Enable globally for all access ports:
spanning-tree portfast default
This enables PortFast on all access-mode ports. Ports in trunk mode are not affected.
BPDU Guard
BPDU Guard shuts down a port the moment it receives a BPDU. It is designed for PortFast-enabled ports: an end device should never send BPDUs. If a BPDU arrives on a PortFast port, an unauthorised switch has been connected.
interface GigabitEthernet0/1
spanning-tree bpduguard enable
The port enters err-disabled state when triggered:
%SPANTREE-2-BLOCK_BPDUGUARD: Received BPDU on port GigabitEthernet0/1 with BPDU Guard enabled. Disabling port.
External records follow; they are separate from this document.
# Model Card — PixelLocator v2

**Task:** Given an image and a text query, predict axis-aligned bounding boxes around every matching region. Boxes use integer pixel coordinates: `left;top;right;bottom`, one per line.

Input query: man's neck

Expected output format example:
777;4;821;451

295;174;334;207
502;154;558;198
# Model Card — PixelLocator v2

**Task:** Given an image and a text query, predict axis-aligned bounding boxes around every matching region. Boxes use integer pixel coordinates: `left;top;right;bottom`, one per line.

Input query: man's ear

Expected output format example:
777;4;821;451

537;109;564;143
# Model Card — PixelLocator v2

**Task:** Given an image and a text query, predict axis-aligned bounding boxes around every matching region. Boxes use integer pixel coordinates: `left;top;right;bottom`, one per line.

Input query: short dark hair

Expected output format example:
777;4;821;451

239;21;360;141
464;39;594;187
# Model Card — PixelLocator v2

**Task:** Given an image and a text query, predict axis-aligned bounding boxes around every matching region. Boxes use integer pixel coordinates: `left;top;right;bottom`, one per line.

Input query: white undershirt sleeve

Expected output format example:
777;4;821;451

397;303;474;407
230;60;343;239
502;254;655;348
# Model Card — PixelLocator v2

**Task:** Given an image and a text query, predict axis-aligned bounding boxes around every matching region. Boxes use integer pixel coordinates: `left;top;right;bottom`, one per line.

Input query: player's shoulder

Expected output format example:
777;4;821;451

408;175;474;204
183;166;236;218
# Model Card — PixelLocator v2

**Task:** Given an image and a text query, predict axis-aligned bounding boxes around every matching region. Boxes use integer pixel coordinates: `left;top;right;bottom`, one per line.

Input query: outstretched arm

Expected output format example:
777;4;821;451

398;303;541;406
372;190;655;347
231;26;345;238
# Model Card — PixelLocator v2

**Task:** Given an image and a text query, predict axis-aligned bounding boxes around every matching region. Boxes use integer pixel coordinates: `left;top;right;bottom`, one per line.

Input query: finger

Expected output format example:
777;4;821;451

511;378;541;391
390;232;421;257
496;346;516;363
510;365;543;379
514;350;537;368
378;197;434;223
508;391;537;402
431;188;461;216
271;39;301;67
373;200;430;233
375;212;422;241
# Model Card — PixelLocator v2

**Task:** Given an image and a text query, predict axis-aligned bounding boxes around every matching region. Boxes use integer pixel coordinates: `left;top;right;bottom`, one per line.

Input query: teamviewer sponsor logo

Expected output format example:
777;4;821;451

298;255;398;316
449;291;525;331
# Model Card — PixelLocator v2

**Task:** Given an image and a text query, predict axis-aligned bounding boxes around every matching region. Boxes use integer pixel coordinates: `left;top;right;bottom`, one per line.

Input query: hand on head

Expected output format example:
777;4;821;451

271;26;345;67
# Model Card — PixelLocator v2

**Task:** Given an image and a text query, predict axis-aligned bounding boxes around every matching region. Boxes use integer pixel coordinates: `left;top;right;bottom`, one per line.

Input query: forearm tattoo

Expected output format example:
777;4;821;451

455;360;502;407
%PM-4-ERR_DISABLE: bpduguard error detected on Gi0/1, putting Gi0/1 in err-disable state
To recover manually:
interface GigabitEthernet0/1
shutdown
no shutdown
To recover automatically (use carefully — the underlying problem should be fixed first):
errdisable recovery cause bpduguard
errdisable recovery interval 300
Enable globally for all PortFast ports:
spanning-tree portfast bpduguard default
Root Guard
Root Guard prevents a port from becoming a root port. If a superior BPDU arrives on a Root Guard-enabled port, the port is placed in root-inconsistent state (blocking) rather than allowing the connected switch to claim root bridge status.
interface GigabitEthernet0/24
spanning-tree guard root
Apply Root Guard on ports facing devices that should never become the root — typically uplinks to distribution or access layer switches from the core.
BPDU Filter
BPDU Filter stops a port from sending or receiving BPDUs. Use with caution:
- Applied globally on PortFast ports: the port still listens for BPDUs. If it receives one, PortFast is removed and normal STP runs. This is the safe behaviour.
- Applied per-interface: the port neither sends nor receives BPDUs. This effectively disables STP on that port — extremely dangerous on any port that could be part of a loop.
spanning-tree portfast bpdufilter default
Never apply BPDU Filter per-interface unless you fully understand the topology implications.
Troubleshooting STP
Identify the Root Bridge:
show spanning-tree vlan 10
Look for This bridge is the root or Root ID: Priority ... Address .... If an unexpected switch is the root, adjust priorities.
Check port roles and states:
show spanning-tree vlan 10
show spanning-tree vlan 10 detail
All ports should be in FWD (forwarding) or BLK (blocking) state. A port in LIS (listening) or LRN (learning) is transitioning — acceptable briefly. A port stuck in these states indicates a STP problem.
Topology change counter:
show spanning-tree detail | include topology
High topology change counts indicate instability — ports repeatedly going up/down, or an unauthorised switch connected to an access port.
Find a MAC address:
show mac address-table address 001a.2b3c.4d5e
If a MAC address is learned on an unexpected port, or on multiple ports, check for a loop or misconnected cable.
STP consistency:
show interfaces trunk
Ensure VLANs are active and allowed on trunk ports. A VLAN that is not in the trunk’s allowed list will not have a spanning tree instance on that link.